Channel 4 has said it will remove offensive programmes from its on-demand archive only in exceptional circumstances, preferring instead to add warnings.

The channel will announce this week details of a review of its principles for addressing or removing historical content now deemed potentially offensive. It follows high-profile cases such as Netflix’s removal of shows including Little Britain, The Mighty Boosh and The League of Gentlemen because of the use of blackface. In the US, HBO initially removed Gone With the Wind before returning it with an introductory warning stating that it “denies the horrors of slavery”.

Writing in the Guardian, Channel 4’s editor-at-large, Dorothy Byrne, said it was right for all the UK’s public service organisations to be dealing with their past. The channel has 14,000 hours of programming on its streaming service All 4, dating back to 1982 and the first episode of Brookside.

But she said removing programmes would only happen on rare occasions. “Those thousands of hours of material are not only our own history as a broadcaster, they are part of the social history of our country.”
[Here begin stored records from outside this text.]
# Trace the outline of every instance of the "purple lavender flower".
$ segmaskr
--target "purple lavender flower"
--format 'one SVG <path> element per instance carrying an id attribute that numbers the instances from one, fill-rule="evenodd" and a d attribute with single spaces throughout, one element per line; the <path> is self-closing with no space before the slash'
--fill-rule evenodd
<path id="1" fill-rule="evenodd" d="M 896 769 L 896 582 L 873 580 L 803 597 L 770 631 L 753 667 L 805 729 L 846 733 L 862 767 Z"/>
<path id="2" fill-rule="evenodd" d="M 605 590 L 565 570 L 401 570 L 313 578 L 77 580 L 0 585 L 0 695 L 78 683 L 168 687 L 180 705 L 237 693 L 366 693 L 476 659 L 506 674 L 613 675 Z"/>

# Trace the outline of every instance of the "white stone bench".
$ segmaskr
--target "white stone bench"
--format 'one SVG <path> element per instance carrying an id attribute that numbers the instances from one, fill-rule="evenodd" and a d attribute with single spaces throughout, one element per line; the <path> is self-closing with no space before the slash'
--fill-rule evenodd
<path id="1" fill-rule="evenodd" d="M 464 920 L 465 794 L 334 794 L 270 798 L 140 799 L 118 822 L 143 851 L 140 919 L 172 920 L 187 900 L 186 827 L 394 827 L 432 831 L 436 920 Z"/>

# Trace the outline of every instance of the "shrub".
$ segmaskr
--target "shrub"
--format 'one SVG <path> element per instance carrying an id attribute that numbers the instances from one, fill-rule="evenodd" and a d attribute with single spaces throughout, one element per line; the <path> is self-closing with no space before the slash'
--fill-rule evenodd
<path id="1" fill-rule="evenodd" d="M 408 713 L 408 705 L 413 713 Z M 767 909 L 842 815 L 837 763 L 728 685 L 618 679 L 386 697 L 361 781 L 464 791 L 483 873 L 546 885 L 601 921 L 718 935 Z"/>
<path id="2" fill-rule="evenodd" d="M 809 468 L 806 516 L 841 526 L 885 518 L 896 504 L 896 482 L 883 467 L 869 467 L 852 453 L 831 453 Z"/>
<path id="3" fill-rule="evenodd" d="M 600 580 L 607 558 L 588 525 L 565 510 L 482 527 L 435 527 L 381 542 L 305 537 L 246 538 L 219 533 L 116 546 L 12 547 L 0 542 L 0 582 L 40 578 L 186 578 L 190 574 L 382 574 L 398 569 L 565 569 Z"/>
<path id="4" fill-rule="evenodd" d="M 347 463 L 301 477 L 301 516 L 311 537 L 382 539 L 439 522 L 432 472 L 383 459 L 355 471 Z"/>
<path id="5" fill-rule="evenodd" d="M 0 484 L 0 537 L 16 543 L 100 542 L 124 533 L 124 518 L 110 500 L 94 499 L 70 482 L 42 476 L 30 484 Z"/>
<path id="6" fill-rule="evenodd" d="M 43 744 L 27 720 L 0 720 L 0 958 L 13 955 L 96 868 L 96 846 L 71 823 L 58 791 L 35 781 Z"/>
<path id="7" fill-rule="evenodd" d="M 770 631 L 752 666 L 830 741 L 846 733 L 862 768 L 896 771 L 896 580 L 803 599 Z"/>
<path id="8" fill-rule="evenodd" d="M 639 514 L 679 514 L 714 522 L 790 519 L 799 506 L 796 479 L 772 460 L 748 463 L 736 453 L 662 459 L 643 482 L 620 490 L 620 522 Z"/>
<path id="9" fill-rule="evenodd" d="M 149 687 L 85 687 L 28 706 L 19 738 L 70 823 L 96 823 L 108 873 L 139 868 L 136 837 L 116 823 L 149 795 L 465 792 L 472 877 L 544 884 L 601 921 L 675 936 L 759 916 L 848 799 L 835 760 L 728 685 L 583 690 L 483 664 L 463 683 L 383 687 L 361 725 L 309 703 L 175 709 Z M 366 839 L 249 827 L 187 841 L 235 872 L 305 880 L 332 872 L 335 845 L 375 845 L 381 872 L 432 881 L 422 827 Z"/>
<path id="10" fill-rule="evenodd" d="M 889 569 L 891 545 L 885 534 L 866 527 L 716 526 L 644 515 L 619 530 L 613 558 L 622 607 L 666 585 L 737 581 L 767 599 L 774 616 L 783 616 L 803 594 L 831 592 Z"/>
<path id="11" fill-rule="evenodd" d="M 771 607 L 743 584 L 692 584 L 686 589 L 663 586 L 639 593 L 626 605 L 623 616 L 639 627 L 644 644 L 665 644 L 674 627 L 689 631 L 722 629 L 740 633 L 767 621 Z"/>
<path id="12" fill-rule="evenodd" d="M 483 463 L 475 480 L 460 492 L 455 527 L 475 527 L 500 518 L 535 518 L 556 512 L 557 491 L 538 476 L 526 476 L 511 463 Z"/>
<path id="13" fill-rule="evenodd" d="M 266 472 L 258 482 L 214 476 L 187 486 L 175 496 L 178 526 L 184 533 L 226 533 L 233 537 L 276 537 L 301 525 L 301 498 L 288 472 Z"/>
The comedian Leigh Francis recently apologised for playing characters in blackface on Bo’ Selecta and asked for the episodes to be removed from All 4. Channel 4 agreed, but Byrne said that would be the exception.

“If much-loved characters in the past made homophobic comments or dressed up as people from other ethnic groups or pretended to be people who use wheelchairs, should we destroy that evidence of the social attitudes of the times? Cleaning up our past erases evidence of how views that we would now consider reprehensible were once normalised,” she said.

Byrne cited arguments from the channel’s employee group representing LGBTQ+ staff. “They said they didn’t want the homophobia of the past hidden. It was by fighting the attitudes shown by some characters in older programmes that minorities have achieved the rights and freedoms they have today,” she said.

Programmes with potentially offensive material “are generally best handled by adding warnings rather than removing them entirely,” she added.

Byrne said reviewing 37 years’ worth of material would be close to impossible. But if viewers complained and there were grounds for action, then the channel would examine each case. “We know that it is a matter of judgment, but we will begin from the premise that we should not destroy the past, however embarrassing that past may be, except in exceptional circumstances.”